Paulistânia – Treze pessoas, entre ex-secretários, ex-assessores, ex-encarregados de setores e comerciantes, foram denunciadas pelo Ministério Público Federal (MPF) por suposta participação na aquisição e destinação irregular de gêneros alimentícios para a merenda escolar dos estabelecimentos de ensino de Paulistânia (48 quilômetros de Bauru). A acusação foi feita pelo Procurador da República Fábio Bianconcini de Freitas após análise do inquérito policial instaurado mediante requisição do Ministério Público Estadual e, agora, será analisada pela Justiça Federal.
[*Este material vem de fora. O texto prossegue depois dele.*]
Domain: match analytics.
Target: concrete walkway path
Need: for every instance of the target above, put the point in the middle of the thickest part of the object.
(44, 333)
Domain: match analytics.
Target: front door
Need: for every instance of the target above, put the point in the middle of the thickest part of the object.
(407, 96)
O pedido se baseia em inquéritos civis instaurados em 2004 pela Promotoria de Justiça do Ministério Público de Agudos. Na época, o promotor de Justiça Júlio Cesar Rocha Palhares instaurou três inquéritos civis para apurar os gastos da prefeitura com a merenda escolar, a aplicação dos recursos do Fundo de Manutenção e Desenvolvimento do Ensino Fundamental (Fundef) e a rejeição das contas de 2001.
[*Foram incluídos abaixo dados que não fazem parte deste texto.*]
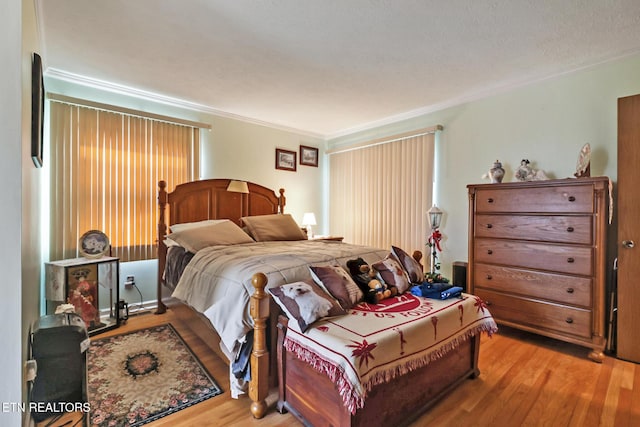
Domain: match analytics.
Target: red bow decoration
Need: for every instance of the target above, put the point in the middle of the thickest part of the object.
(435, 238)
Segundo documento elaborado pelo promotor, as investigações, em síntese, revelaram: a falta injustificada de procedimento de licitação para a compra de merenda escolar no período de janeiro de 2002 a junho de 2003; a aquisição desnecessária de mantimentos no período de férias escolares; superfaturamento; o uso de verba do programa de alimentação escolar para a compra de produtos destinados à assistência social; a obtenção de mercadorias que não fariam parte da merenda; a ausência de fiscalização pelo Conselho de Alimentação Escolar. O documento aponta que a conclusão da análise foi que a “administração pública, a pretexto de atender situações de emergência e favorecer os comerciantes locais, comprou quantidade exorbitante de alimentos, sem qualquer formalidade nem real justificativa, e destacadamente dos fornecedores que possuíam laços de amizade e parentesco com o prefeito e seus secretários”. Na ocasião, o então prefeito de Paulistânia era Alcides Francisco Casaca.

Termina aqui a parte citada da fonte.